If you attended a racially integrated school, or if your children did, you probably hoped that racial issues would be simple and noncontroversial. But in America, nothing is simple.
In grade school, our daughters had both white and black friends in class, Girl Scout troops, drama groups, T-ball teams, ice skating shows, etc. Our younger daughter, especially, spent a lot of time hanging out with an African American friend who lived a few blocks away and whose mother also became a good friend of mine. When that friend went to a different middle school, as the mother was worried about atmosphere and the lack of academic challenge, the two girls lost touch. The adults did, too.
Despite interracial friendships, our daughters freely admitted that, yes, the grade school cafeteria was segregated. There were definitely “black” tables. Why? No one knew.
By high school, friendships had solidified, yet there were opportunities for more. New relationships often depended on class projects, after-school activities, teams, church youth groups. There were interracial friendships and interracial dating, and some of those friendships remain to this day. Yet racial divisions were still prevalent. Another viewer of the series reported in Indiewire:
James’ documentary investigates each possible facet for the widening gap between races. His cameras go home with students to see what their home lives are like. They’re at football games and school dances. They’re on the bike ride to school and after-school assemblies. Such presence pays off in many moving portraits of the children themselves, be it Kendale McCoy, a senior who gets up every morning at 5 a.m. to cut weight for the wrestling team, or Ke’Shawn Kunsa Jr., a junior who feels like he’s destined to the same fate after school no matter what he does in it (so he doesn’t do much).

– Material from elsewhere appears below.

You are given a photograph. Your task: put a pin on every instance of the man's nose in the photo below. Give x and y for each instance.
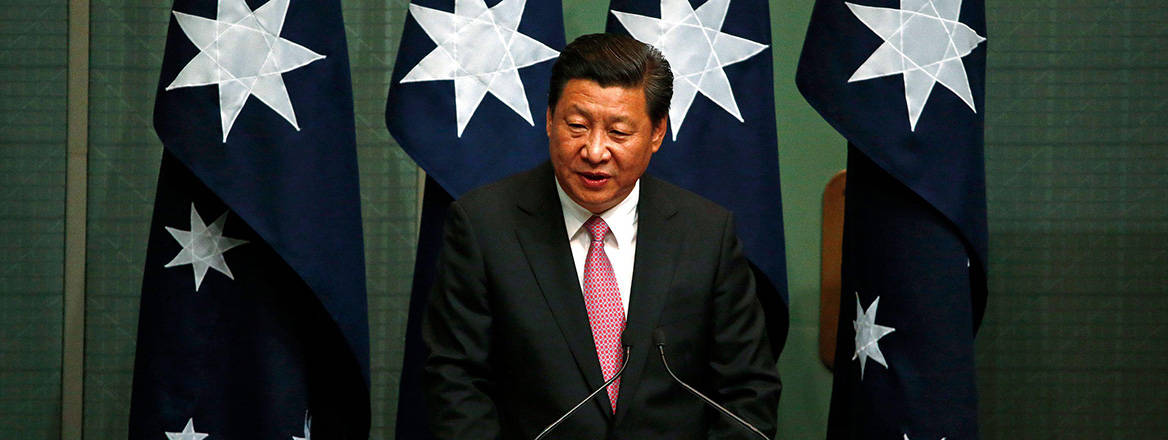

Then there’s Tiara Oliphant, who loves cheerleading but notices that the dance squad is mostly made up of white kids while her team is almost all black girls. (The dance squad requires more experience to get in, like expensive classes outside of school some students can’t afford.) Charles Donalson Jr. is pretty popular, but he admits in the first episode that, growing up, “I wanted my life to be like the white kids because their lives seemed so perfect compared to mine.”
The racial achievement gap is a problem that our community faces each year. Our two girls were in honors classes, and they had fewer African American kids in their classes. It’s a constant source of discussion among parents, teachers and administrators as to why.
And it’s a nationwide problem that really isn’t getting any better. A 2016 national report found that, despite a variety of approaches over the last 50 years, the achievement gap is still wide. U.S. News and World Report had a story about an analysis of that report, quoting Eric Hanushek, senior fellow at the Hoover Institution at Stanford University and research associate at the National Bureau of Economic Research, who wrote the analysis.
But 50 years later, that gap has barely narrowed, Hanushek's analysis shows. The average 12th grade black student, according to data from the 2013 National Assessment for Educational Progress, placed only in the 19th percentile. In reading, the achievement gap has improved slightly more than in math, but after a half century, the average black student scores at just the 22nd percentile. …
He estimates that if the achievement gaps continue close at such an incremental rate, it will be roughly two and a half centuries before the black-white math gap closes and over one and a half centuries until the reading gap closes.
Steve James lives in Oak Park, and his own children graduated from OPRF, the last one in 2010 (which is a few years after our younger daughter graduated). He spent years seeking and finally obtaining permission to get nearly free rein at the school to follow his subjects in all aspects of their lives. He and his team shot about 1,300 hours of footage during the 2015-16 school year.
A local weekly paper, The Wednesday Journal, has covered James’s journey to make America to Me. "When I first presented this to the school board and we were trying to get permission to move forward, one of the points raised by a board member was, 'How can you capture what goes on in this school in a single documentary?' I agreed with that," James said of his decision to turn the documentary into a multi-episode series instead of a single feature-length film.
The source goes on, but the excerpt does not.